Photoshop

Changing the Overall Color

I'm sometimes asked to create an image that has a particular mood. I might be asked to create a sepia-toned image that has an old-time feel, or a cold, gothic looking image made of blues and blacks. Whatever the overall look, images like this are called duotones, which means you are using one color and a black, for instance. You may actually create an image that has only one, two, three (tritone), or four (quadtone) colors; in fact, you are actually creating a CMYK image to appear as though you are using only one to four special colors. CMYK is typically used for this process, since people don't want to go to the expense of using special colors. Of course, you may not get the same color hue as with special colors, but you can probably get close enough to make your client happy.

Creating Duotones

Let's imagine we've been asked to take the farmhouse in Figure 5-45 and make a sepia duotone out of it.

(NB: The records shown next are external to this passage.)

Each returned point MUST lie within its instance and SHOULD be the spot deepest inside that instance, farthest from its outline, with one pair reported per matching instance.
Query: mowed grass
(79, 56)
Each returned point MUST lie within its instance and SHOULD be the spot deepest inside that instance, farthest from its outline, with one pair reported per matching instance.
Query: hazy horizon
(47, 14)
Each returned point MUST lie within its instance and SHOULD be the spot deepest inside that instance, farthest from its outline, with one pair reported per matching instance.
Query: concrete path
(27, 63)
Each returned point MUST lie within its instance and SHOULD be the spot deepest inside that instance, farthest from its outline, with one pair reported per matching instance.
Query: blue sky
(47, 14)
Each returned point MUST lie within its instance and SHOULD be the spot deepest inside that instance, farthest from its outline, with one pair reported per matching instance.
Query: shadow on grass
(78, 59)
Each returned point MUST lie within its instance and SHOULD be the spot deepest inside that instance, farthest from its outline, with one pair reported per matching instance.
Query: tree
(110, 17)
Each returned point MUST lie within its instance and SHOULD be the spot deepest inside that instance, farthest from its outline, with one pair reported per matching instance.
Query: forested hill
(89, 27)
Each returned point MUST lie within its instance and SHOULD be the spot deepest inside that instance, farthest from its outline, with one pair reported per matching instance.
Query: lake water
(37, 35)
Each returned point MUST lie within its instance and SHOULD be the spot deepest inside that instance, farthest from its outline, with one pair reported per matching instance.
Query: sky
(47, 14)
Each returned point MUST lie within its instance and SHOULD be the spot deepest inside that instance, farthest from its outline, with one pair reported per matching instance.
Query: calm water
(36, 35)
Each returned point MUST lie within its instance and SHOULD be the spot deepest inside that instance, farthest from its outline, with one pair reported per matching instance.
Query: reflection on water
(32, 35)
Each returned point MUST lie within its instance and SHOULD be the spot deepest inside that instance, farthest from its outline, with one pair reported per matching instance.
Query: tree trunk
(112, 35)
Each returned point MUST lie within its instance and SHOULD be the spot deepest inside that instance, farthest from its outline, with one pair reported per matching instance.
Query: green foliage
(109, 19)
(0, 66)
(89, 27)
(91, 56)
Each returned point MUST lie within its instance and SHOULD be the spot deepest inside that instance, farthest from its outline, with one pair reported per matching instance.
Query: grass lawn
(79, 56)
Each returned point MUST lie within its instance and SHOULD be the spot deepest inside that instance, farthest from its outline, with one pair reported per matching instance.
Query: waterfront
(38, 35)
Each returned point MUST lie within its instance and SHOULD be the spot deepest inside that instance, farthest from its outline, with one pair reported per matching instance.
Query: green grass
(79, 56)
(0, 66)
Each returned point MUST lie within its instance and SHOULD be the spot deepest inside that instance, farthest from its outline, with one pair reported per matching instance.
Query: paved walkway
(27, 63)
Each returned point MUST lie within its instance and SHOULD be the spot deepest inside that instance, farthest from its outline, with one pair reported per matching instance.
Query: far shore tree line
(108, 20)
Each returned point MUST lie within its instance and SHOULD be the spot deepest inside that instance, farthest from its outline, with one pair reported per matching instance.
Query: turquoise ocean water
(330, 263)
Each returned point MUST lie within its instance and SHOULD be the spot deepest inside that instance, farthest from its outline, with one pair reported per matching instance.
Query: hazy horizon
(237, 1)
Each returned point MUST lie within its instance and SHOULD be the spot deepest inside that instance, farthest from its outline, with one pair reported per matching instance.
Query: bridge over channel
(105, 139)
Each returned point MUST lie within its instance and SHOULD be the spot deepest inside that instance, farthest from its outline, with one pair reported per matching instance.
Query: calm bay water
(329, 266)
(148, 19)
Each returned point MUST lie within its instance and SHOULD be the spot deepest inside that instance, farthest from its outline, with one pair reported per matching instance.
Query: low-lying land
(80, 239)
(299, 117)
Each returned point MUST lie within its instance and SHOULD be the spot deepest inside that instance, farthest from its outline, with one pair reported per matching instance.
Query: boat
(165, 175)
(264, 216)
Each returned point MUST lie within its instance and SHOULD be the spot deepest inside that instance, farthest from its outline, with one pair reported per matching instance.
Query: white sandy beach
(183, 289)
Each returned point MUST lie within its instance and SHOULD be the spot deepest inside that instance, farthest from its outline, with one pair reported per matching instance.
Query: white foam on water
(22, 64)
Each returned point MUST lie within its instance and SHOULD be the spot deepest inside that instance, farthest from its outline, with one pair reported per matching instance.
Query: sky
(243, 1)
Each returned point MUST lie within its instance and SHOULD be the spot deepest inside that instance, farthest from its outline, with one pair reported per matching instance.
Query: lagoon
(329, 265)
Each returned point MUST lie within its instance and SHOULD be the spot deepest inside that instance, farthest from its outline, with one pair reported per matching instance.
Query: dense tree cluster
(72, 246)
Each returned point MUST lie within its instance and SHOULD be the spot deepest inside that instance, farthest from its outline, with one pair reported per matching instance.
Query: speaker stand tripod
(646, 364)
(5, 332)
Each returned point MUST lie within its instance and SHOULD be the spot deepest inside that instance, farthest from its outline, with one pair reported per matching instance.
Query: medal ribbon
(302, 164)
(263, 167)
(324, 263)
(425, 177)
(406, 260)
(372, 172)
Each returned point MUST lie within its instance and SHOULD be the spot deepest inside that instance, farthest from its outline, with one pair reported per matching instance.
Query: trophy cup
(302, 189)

For this technique, we'll basically apply a spot channel over a black and white image.

Figure 5-45. Our original farmhouse

Start by converting the full-color image to grayscale (Image » Mode » Grayscale), as shown in Figure 5-46.

Figure 5-46. Change the image to grayscale

Next, select Image » Mode » Duotone, as shown in Figure 5-47.

Figure 5-47. Choose the Duotone function from the menu bar

In the Duotone Options dialog box (Figure 5-48), select Duotone in the Type field. (Despite the name of the dialog box, this is where you'd choose tritones and quadtones, too.)

Figure 5-48. Choose the Duotone option in the Type field

The Ink 1 field should be set to black, as in Figure 5-49. Set the Ink 2 field to your desired color. In the case of Figure 5-50, we'll choose a yellow tone. Again, remember to be careful with the spot color name, as incorrect names may not print properly.

Figure 5-49. The Ink 1 field is set to black

Figure 5-50. Select the special color you wish to use, then click OK

In the Duotone Options box, click on the Curve adjustment icon next to the left of the color box you just chose. This brings up a Duotone Curve dialog box, shown in Figure 5-51. Here, you can make a curve adjustment on the new color.

Figure 5-51. Click on the curve adjustment next to the special color you just chose if you wish to make any adjustments to the special color

Save the final image as a .dcs2 file. The results of our farmhouse are shown Figure 5-52.

Figure 5-52. The final look of the duotone image

If you need to make further adjustments to your duotone file, you will have to go back to duotone mode to get the adjustment curves back. It's a little bit of a hassle, as you will notice that the only channel in your Channels palette is the duotone one.

If your want to see the two channels that make up your duotone, go to the menu bar and select Image » Mode » Multichannel. This will break up the duotone into two channels. Makes corrections a little easier!

There are a couple of things to keep in mind with the duotone mode. Some workflows do not support images supplied in the duotone mode. Check with your service provider or printer if you wish to supply your files as such. Also, with the duotone method, you will be limited to four spot colors, not that it is typical to have more than that!